Order number 457-EE was therefore based upon the findings made mandatory by Section 5 C.
A contrary decision would sometimes follow in a situation where a finding was not contained in the order with respect to a mandatory condition which had been contested and where the Commissioner’s expertise should have been employed in a finding to resolve the contradictions in the evidence.
Proper regard for the rightful concern of interested parties where valuable rights to oil and gas are involved makes desirable that the State’s power be exercised only where the statutory authority affirmatively appears. The sacrifice of these legitimate interests may as readily result through the Commissioner’s oversight or neglect as by improper findings. The insistence that the Commission make these jurisdictional findings before it undertakes to act not only gives added assurance that these valuable interests for which the legislature enacted these safeguards will be observed, but it also gives to the reviewing courts the assistance of an expert judgment on a knotty phase of a technical subject.
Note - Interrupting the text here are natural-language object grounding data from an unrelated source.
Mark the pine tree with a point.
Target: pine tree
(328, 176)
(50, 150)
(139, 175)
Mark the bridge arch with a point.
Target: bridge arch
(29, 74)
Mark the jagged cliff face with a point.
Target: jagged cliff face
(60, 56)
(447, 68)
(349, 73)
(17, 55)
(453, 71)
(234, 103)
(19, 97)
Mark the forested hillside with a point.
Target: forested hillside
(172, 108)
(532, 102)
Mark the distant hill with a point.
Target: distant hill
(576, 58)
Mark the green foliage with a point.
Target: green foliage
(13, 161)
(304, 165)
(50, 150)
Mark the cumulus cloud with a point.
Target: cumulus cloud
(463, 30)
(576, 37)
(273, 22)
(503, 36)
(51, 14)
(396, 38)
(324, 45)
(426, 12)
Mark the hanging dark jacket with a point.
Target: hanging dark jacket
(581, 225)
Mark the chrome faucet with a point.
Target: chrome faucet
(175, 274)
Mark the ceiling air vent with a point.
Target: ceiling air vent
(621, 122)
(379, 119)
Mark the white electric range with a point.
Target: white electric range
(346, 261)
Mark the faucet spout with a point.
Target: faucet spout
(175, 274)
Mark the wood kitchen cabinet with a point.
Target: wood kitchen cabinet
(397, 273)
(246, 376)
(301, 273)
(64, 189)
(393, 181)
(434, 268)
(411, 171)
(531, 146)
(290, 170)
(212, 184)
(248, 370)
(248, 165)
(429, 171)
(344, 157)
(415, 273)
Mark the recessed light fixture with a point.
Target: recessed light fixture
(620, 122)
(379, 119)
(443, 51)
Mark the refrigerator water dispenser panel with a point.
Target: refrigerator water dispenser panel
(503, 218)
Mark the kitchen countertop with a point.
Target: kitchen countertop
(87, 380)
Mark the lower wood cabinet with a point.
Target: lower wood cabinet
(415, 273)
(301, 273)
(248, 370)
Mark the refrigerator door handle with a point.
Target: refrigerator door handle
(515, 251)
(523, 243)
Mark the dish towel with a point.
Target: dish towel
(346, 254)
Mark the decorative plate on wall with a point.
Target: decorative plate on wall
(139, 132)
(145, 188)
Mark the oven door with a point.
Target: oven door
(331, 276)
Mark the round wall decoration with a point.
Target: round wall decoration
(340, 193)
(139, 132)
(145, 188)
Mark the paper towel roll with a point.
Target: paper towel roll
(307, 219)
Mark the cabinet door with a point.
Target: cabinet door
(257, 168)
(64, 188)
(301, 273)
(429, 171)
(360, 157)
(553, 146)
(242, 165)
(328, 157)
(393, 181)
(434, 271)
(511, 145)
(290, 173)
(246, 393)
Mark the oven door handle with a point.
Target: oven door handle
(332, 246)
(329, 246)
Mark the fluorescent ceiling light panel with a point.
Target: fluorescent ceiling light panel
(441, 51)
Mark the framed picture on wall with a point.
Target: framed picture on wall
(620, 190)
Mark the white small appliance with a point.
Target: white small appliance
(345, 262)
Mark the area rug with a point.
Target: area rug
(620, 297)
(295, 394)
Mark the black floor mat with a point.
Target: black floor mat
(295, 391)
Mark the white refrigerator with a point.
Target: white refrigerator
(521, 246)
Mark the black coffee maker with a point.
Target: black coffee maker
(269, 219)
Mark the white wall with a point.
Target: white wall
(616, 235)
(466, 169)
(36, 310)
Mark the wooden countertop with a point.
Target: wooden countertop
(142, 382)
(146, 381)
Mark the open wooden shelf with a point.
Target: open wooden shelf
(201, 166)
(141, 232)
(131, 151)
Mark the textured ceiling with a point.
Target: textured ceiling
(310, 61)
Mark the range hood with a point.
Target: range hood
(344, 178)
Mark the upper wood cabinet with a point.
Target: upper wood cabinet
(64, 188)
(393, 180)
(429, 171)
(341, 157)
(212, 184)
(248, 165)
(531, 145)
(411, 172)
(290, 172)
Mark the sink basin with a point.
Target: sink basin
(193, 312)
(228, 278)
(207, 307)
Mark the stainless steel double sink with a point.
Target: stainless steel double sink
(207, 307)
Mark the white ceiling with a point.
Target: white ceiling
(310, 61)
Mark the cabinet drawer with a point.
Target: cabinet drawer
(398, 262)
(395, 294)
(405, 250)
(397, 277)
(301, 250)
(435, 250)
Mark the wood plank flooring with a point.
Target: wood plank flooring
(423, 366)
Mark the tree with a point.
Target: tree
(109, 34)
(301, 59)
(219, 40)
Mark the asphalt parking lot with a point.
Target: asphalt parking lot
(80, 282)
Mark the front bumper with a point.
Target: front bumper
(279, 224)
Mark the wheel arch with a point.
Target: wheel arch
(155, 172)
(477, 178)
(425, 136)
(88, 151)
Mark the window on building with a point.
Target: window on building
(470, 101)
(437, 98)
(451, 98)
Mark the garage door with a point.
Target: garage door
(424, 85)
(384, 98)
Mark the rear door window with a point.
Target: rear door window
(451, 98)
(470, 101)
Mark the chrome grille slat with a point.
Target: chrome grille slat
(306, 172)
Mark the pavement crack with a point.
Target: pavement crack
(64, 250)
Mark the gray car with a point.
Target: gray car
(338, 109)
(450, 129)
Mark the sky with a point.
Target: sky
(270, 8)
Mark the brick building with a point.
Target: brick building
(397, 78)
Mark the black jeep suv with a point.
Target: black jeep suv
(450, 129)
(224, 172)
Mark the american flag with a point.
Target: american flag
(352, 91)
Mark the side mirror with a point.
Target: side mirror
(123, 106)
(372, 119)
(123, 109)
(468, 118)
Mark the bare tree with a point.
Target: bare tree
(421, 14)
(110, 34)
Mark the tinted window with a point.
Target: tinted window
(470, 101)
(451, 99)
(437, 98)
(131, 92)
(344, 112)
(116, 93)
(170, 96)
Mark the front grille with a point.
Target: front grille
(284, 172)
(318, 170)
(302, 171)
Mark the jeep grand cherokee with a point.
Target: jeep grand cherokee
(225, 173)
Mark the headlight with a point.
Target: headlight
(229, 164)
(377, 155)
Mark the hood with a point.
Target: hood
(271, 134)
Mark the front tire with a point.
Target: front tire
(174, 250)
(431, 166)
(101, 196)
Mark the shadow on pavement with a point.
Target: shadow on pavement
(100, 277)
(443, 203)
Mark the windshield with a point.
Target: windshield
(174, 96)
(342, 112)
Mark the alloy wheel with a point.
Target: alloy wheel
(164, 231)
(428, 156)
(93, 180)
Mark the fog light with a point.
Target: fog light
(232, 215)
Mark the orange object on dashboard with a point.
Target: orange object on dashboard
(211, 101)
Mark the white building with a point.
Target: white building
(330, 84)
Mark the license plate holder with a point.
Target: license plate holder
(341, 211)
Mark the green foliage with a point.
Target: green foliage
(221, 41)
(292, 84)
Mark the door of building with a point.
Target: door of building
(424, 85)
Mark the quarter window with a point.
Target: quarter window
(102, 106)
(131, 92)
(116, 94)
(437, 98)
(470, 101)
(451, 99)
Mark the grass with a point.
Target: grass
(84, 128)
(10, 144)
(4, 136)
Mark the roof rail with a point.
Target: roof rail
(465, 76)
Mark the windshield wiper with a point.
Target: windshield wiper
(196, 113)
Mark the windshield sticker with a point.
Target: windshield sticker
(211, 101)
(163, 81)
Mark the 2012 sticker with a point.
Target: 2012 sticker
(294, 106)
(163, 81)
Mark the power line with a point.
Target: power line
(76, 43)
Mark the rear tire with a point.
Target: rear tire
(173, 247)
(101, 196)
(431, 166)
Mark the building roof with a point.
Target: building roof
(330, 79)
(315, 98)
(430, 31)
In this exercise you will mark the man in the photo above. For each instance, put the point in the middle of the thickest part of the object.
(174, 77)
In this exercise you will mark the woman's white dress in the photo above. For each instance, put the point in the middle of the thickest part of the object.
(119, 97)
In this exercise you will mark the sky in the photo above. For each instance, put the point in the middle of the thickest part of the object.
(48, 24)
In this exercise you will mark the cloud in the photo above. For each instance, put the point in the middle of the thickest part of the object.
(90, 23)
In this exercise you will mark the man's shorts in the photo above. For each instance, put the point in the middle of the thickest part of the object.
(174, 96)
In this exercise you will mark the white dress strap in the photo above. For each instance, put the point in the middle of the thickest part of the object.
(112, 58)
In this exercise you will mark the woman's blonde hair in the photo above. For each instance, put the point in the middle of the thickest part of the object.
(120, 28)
City of Yonkers v. United States of America, 320 U.S. 685, 64 S.Ct. 327, 88 L.Ed. 400 (1943).
*974Administrative proceedings involving a similar problem were the subject of a caveat to administrative bodies by this Court in the recent decision of Baton Rouge Water Works v. Louisiana Public Service Commission, 342 So.2d 609 (1977):
“For purposes of judicial review, and in order to assure that the Commission has acted in accordance with law, it is usually preferable that, in a contested case involving complex issues, the administrative agency makes findings as to the central disputed issues and explain the reasons for its determination. Cf.: Louisiana Power and Light Co. v. Louisiana Public Service Commission, 324 So.2d 430 (La.1975); White v. Louisiana Public Service Commission, 259 La. 363, 250 So.2d 368, 373 (1971); Hunter v. Hussey, 90 So.2d 429 (La.App. 1st Cir. 1956), certio-rari granted. ‘It is enough if the Commission proffers findings and conclusions sufficiently detailed to permit reasoned evaluation of the purposes and implications of its order.’ In re Permian Basin Area Rate Cases, 390 U.S. 747, 814, 88 S.Ct. 1344, 1384, 20 L.Ed.2d 312 (1968). See also 2 Davis, Administrative Law Treatise, Chapter 16 (1958); 2 Cooper, State Administrative Law 465-78 (1965); Schwartz, Administrative Law, Sections 140, 141 (1976).
“We have not before now, however, held that such formal findings and reasons are sacrosanct to the validity of an administrative determination, unless required by statute. Nevertheless, Louisiana courts have on occasion remanded for this purpose, when unable to review the agency determination in the absence thereof. See Louisiana decisions cited in the preceding paragraph.”
For the reasons assigned, the judgment of the Court of Appeal is reversed and set aside, and Order number 457-EE of the Commissioner of Conservation is declared valid. Brown’s attack upon the order is therefore dismissed at its cost.